Discovered by Kaspersky Labs, researchers say Loapi appears to have evolved from Podec, a malware strain spotted in 2015.

Back then, crooks were using Podec to bypass Advice of Charge (AoC) and CAPTCHAs to subscribe victims to premium-rate SMS services.

The new Loapi malware is much more advanced compared to the simplistic Podec strain. Kaspersky experts call it a "jack of all trades," as Loapi has a highly advanced modular structure and components for all sorts of nasty operations.
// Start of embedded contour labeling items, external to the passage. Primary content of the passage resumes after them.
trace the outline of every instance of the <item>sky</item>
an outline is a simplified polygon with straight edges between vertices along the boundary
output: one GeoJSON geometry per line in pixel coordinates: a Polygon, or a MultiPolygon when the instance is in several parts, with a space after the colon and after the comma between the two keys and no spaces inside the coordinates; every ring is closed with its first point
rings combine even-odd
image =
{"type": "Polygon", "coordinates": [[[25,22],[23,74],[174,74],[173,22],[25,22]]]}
For example, the new Loapi malware includes modules for:

⇉ Mine Monero
⇉ Install a proxy to relay traffic
⇉ Inject ads in notification area
⇉ Show ads in other apps
⇉ Open URLs in browsers, also used to show ads
⇉ Download and install other apps
⇉ Launch DDoS attacks
⇉ Interact with the phone's SMS function
⇉ Crawl web pages (most like used to subscribe users to premium SMS services), and more.


Loapi hidden in security and adult-themed apps
Loapi is currently advertised on third-party app stores, masquerading as a mobile antivirus or adult-related app.

Loapi-distribution.jpg


The malware uses the classic trick of pestering users with an endless stream of popups until the user does what the malware wants. This is how Loapi obtains device administrator rights and how Loapi forces users to uninstall real antivirus apps from their phones.

Loapi-infected apps will also close the Settings window whenever it detects that a user is trying to deactivate its administrator account. Users will have to boot their device in Safe Mode in order to remove Loapi. The procedure to boot into Safe Mode is different per smartphone model.
Loapi didn't reach the Play Store, but other malware has

While Loapi has not made it onto the official Google Play Store, security researchers from Kaspersky and ESET did discover other malware strains that did.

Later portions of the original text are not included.